# 2.1 Regular Expressions

The book aptly calls out regular expressions as one of the unsung successes in computer science :-). They are super handy for a lot of tasks and can sometimes be adequate to solve some NLP problems. They can also help establish baselines for many NLP problems.

In Python, `re` is the default regular expression library that we need to import and use.

In [17]:
import re

Below, we will use the variable `s` for the string that we are interested in searching in and a variable ending in `_re` to denote the regex we are searching for. We will mostly use the function `re.search` since it's the most flexible. We will also use compiled regexes since they run faster.

## 2.1.1 Basic Regular Expression Patterns

In [25]:
s = '''Do you know what a woodchuck is?'''

# compile a regex for matching the exact string 'woodchuck'
# we use raw strings so regex special characters are not interpreted
woodchuck_re = re.compile(r'woodchuck')

# search
m = re.search(woodchuck_re, s)
print(m)

<re.Match object; span=(19, 28), match='woodchuck'>


In [19]:
s[19:28]

'woodchuck'

In [20]:
# regexes are case-sensitive by default.

s = '''I'm called little Buttercup'''

my_re = re.compile(r'buttercup')

# this won't match since the case does not match.
m = re.search(my_re, s)
print(m)

None


In [21]:
# use square braces for disjunction to allow case insensitivity 
# for the first character

my_re = re.compile(r'[bB]uttercup')

m = re.search(my_re, s)
print(m)

<re.Match object; span=(18, 27), match='Buttercup'>


In [27]:
# match any vowel, case-insensitive

s = '''Hello there, Mr. E!'''

vowel_re = re.compile(r'[aeiouAEIOU]')

m = re.search(vowel_re, s)
print(m)

<re.Match object; span=(1, 2), match='e'>


Notice that only the first match is returned by `re.search`. If we want to find all the matches, we can use `re.finditer`

In [28]:
for m in re.finditer(vowel_re, s):
    print(m)

<re.Match object; span=(1, 2), match='e'>
<re.Match object; span=(4, 5), match='o'>
<re.Match object; span=(8, 9), match='e'>
<re.Match object; span=(10, 11), match='e'>
<re.Match object; span=(17, 18), match='E'>


In [35]:
# Set case-insensitive match with flag

s = '''Hello there, Mr. E!'''

vowel_re = re.compile(r'[aeiou]', flags=re.IGNORECASE)

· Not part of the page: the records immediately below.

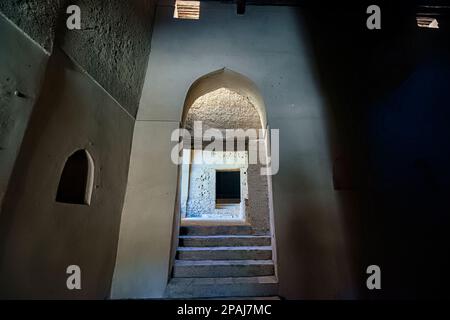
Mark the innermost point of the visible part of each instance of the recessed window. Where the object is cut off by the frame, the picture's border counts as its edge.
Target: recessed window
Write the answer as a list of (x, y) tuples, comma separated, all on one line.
[(187, 10), (228, 187), (427, 22), (77, 178)]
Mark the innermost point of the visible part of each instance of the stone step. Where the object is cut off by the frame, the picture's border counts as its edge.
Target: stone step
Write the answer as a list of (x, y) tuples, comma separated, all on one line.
[(188, 288), (222, 268), (224, 241), (224, 253), (215, 230)]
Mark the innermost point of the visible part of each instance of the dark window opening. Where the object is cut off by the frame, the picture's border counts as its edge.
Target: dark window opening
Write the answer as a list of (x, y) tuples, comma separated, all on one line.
[(228, 187), (73, 185)]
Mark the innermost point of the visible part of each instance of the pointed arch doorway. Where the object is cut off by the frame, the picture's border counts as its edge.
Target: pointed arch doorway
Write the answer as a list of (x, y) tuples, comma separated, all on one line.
[(224, 243)]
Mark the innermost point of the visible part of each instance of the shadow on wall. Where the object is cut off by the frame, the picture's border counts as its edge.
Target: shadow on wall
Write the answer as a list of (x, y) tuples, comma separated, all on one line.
[(39, 237)]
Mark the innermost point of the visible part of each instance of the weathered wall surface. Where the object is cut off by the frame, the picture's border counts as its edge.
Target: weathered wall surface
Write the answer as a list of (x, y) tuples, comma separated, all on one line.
[(201, 201), (265, 45), (113, 45), (37, 18), (40, 238), (22, 69), (223, 109)]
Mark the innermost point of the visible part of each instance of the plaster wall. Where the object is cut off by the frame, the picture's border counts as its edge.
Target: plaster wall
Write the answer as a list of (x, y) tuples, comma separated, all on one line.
[(22, 69), (267, 46), (40, 238)]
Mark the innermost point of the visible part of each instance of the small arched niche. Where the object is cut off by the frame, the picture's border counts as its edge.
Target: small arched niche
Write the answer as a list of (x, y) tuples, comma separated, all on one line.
[(77, 179)]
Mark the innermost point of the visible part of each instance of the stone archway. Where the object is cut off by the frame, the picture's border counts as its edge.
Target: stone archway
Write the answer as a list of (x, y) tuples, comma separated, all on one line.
[(232, 244)]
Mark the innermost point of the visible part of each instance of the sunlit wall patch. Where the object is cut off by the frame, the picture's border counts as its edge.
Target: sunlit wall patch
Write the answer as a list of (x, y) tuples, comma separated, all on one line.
[(427, 22)]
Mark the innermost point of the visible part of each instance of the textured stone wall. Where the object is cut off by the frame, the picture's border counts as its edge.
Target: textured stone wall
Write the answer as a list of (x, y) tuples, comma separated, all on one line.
[(113, 44), (202, 187), (22, 69), (223, 109), (39, 237)]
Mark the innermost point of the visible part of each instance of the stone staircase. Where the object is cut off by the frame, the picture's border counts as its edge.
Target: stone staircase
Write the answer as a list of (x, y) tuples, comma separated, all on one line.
[(222, 261)]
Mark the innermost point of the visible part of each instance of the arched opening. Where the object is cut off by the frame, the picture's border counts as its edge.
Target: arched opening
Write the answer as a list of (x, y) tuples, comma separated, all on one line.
[(224, 204), (77, 178)]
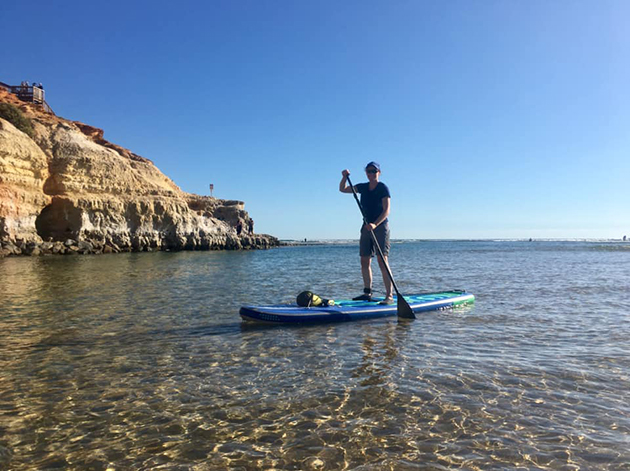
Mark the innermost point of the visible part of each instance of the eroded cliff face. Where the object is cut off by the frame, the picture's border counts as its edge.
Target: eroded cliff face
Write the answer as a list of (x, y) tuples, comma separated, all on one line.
[(68, 190)]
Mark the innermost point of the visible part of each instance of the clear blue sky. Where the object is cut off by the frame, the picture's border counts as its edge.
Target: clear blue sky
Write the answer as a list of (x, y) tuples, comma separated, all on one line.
[(491, 119)]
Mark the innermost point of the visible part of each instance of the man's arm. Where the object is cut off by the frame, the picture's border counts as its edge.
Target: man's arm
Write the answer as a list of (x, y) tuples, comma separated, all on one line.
[(343, 184)]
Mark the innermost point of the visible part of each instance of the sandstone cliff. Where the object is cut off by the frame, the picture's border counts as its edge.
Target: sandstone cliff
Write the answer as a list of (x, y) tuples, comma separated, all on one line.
[(68, 190)]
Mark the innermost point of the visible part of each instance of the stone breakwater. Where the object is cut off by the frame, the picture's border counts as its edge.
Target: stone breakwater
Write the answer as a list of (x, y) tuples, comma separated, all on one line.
[(66, 190)]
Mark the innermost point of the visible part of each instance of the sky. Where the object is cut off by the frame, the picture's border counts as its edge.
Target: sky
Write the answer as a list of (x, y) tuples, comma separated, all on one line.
[(490, 119)]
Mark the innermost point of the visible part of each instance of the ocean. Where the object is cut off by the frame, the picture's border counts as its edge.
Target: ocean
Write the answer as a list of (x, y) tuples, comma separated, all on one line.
[(140, 361)]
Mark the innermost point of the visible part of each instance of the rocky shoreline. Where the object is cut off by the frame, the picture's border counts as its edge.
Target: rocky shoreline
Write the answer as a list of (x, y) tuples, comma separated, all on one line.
[(100, 246), (64, 189)]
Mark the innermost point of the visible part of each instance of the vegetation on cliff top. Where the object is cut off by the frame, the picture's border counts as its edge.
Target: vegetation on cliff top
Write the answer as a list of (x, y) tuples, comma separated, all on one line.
[(13, 115)]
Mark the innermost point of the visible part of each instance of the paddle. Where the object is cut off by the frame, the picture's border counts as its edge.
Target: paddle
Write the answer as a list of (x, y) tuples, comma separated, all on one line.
[(404, 310)]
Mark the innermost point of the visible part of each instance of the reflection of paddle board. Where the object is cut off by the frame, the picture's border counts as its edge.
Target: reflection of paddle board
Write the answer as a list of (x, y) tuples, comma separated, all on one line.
[(353, 310)]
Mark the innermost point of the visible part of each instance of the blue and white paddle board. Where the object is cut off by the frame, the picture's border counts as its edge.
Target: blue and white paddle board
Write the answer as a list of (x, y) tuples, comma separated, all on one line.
[(353, 310)]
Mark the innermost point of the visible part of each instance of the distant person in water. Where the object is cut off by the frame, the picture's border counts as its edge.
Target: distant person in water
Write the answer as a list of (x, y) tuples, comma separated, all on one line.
[(375, 199)]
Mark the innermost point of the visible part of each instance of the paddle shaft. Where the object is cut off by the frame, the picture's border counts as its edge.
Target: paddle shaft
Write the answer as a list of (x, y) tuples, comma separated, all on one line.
[(378, 247)]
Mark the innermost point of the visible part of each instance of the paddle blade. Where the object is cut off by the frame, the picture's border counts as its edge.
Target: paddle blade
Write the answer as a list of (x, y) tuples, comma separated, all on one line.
[(404, 309)]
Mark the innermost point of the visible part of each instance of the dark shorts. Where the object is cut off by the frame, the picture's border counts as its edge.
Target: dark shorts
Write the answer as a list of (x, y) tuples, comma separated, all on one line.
[(366, 244)]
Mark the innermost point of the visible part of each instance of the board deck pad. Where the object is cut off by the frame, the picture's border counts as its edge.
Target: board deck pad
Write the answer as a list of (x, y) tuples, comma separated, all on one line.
[(346, 310)]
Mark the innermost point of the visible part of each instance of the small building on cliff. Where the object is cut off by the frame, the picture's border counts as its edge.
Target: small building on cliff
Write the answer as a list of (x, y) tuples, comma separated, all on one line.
[(29, 93)]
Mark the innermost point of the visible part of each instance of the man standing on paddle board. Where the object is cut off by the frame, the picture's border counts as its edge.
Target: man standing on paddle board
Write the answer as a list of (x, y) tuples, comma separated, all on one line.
[(375, 199)]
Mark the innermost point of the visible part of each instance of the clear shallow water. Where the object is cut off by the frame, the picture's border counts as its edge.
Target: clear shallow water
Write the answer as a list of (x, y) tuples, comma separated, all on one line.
[(140, 361)]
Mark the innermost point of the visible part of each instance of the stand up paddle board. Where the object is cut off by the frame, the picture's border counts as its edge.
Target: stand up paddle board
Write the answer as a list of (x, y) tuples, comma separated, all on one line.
[(353, 310)]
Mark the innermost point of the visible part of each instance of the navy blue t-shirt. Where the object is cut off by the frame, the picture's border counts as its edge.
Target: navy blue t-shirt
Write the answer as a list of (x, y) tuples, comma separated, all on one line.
[(372, 201)]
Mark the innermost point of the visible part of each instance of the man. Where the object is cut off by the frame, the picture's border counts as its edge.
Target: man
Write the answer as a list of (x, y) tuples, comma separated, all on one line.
[(375, 199)]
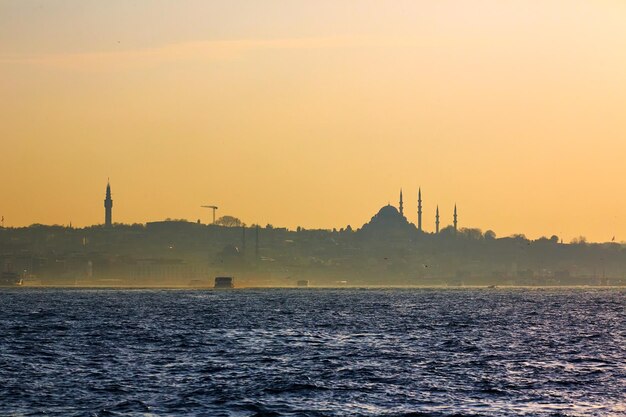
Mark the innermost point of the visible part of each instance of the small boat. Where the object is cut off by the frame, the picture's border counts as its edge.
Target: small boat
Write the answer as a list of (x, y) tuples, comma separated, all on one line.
[(224, 282)]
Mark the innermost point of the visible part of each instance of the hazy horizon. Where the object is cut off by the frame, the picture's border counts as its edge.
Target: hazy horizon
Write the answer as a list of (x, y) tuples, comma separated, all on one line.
[(316, 114)]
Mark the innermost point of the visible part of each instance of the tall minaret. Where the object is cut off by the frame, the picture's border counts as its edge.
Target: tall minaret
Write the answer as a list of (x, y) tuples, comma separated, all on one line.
[(455, 219), (108, 207), (419, 210)]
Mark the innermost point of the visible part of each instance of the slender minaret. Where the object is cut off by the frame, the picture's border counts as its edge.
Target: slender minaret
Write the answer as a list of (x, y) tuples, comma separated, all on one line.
[(108, 207), (419, 210), (455, 219)]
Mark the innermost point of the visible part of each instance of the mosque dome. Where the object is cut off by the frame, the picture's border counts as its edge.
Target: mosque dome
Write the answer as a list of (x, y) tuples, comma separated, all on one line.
[(387, 211), (388, 219)]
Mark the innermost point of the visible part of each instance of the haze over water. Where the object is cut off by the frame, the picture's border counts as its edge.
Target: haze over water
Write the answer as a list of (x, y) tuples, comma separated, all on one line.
[(313, 352)]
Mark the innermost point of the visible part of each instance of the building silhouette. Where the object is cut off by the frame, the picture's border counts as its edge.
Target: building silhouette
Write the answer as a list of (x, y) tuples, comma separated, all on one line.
[(455, 219), (108, 207), (419, 210)]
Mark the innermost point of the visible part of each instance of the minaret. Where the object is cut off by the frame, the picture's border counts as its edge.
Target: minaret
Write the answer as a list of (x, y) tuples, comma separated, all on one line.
[(419, 210), (455, 219), (108, 207)]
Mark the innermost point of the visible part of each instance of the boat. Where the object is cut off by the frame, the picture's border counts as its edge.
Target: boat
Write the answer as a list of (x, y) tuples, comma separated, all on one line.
[(224, 282)]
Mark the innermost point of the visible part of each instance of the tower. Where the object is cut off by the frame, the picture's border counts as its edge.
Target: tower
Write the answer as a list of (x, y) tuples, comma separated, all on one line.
[(108, 207), (419, 210), (455, 219)]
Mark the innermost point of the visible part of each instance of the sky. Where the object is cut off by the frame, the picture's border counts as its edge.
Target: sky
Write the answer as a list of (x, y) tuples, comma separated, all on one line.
[(315, 114)]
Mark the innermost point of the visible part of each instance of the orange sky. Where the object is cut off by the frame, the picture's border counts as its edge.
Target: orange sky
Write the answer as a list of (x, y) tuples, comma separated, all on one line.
[(316, 113)]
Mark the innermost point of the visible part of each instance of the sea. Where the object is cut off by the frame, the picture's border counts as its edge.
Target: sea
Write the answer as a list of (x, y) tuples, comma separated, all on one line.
[(313, 352)]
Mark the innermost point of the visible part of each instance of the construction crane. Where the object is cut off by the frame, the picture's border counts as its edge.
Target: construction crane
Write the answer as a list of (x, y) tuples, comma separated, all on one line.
[(213, 208)]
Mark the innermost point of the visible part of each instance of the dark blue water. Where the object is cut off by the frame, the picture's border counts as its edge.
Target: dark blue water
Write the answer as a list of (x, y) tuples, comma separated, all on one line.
[(313, 352)]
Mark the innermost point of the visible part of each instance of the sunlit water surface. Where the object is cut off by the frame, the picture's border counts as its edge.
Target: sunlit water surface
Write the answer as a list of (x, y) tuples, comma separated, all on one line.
[(312, 352)]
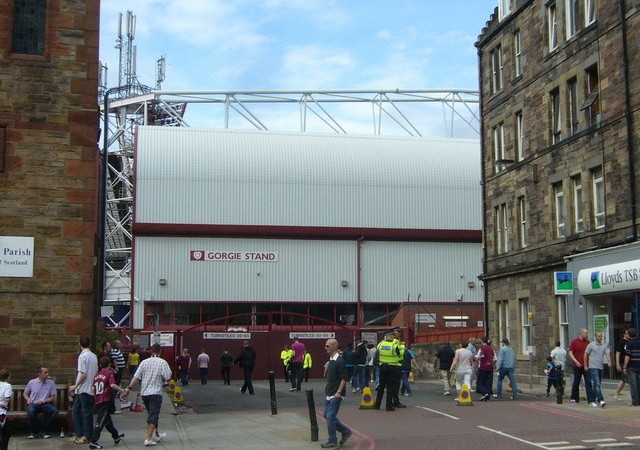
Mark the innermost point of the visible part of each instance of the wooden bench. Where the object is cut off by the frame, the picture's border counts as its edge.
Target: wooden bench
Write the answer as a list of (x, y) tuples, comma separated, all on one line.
[(18, 406)]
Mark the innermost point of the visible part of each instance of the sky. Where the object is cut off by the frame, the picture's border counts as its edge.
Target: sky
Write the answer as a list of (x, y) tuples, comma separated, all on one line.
[(230, 45)]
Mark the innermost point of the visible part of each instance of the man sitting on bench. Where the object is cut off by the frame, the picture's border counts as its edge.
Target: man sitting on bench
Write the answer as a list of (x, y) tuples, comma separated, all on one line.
[(40, 395)]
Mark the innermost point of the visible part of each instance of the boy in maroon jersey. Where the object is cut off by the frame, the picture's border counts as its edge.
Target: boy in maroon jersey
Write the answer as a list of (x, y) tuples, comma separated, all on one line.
[(103, 382)]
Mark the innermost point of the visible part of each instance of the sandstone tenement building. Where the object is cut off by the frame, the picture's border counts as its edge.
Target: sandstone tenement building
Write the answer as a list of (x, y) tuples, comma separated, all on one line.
[(560, 125), (49, 128)]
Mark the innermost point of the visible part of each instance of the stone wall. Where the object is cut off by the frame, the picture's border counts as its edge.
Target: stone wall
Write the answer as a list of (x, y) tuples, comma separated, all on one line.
[(48, 188)]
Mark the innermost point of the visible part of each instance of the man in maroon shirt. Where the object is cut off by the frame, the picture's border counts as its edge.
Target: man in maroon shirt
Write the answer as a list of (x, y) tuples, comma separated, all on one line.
[(577, 348), (103, 382)]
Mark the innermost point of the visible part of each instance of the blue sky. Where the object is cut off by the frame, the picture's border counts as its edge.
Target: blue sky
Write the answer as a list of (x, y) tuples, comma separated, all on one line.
[(301, 44)]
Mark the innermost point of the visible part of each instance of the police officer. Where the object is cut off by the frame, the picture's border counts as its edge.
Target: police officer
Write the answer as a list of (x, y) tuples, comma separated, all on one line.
[(389, 356)]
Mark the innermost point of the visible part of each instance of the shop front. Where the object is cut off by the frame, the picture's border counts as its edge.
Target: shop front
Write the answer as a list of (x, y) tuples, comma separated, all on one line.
[(606, 294)]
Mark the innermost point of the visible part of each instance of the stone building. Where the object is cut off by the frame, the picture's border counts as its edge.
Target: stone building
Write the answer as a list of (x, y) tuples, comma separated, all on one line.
[(559, 83), (49, 127)]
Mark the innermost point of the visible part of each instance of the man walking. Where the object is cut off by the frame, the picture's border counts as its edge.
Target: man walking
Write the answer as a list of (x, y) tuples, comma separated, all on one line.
[(152, 374), (337, 377), (443, 361), (297, 361), (577, 348), (596, 356), (506, 368), (82, 411), (40, 395), (632, 366), (247, 360)]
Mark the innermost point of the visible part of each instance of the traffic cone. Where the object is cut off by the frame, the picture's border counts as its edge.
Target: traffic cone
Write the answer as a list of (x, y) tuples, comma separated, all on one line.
[(366, 401), (137, 406), (177, 395), (464, 399)]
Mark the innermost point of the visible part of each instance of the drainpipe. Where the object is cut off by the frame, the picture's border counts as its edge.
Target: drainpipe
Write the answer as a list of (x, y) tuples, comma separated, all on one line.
[(628, 118), (359, 312)]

m = re.search(vowel_re, s)
print(m)

<re.Match object; span=(1, 2), match='e'>


In [37]:
# match any uppercase letter

s = '''hello there, Mr. E!'''

upper_re = re.compile(r'[A-Z]')
m = re.search(upper_re, s)
print(m)

<re.Match object; span=(13, 14), match='M'>


Similarly, `[a-z]` matches any lower-case letter and `[0-9]` matches any digit. In python `\d` also means a digit.

In [41]:
s = '''He won $100 in the raffle.'''

# let's try a regex directly and not compile it
for m in re.finditer(r'\d', s):
    print(m)

<re.Match object; span=(8, 9), match='1'>
<re.Match object; span=(9, 10), match='0'>
<re.Match object; span=(10, 11), match='0'>


Negation i.e. to not match on something, use `[^`.

In [42]:
s = '''Oyfn PripeT'''

not_upper_case_re = re.compile(r'[^A-Z]')

for m in re.finditer(not_upper_case_re, s):
    print(m)

<re.Match object; span=(1, 2), match='y'>
<re.Match object; span=(2, 3), match='f'>
<re.Match object; span=(3, 4), match='n'>
<re.Match object; span=(4, 5), match=' '>
<re.Match object; span=(6, 7), match='r'>
<re.Match object; span=(7, 8), match='i'>
<re.Match object; span=(8, 9), match='p'>
<re.Match object; span=(9, 10), match='e'>


For substituting patterns matching a regular expression with something else, we can use `re.sub`.

In [44]:
# remove all upper-case characters

s = '''Hello There, Doc!'''

upper_removed_s = re.sub(r'[A-Z]', '', s)
print(upper_removed_s)

ello here, oc!


In [46]:
# optional element, meaning 0 or 1 occurrence

# what they see in England
s = 'rainbow colours'

m = re.search(r'colou?r', s)
print(m)

<re.Match object; span=(8, 14), match='colour'>


In [47]:
# what they see in the US
s = 'rainbow colors'

m = re.search(r'colou?r', s)
print(m)

<re.Match object; span=(8, 13), match='color'>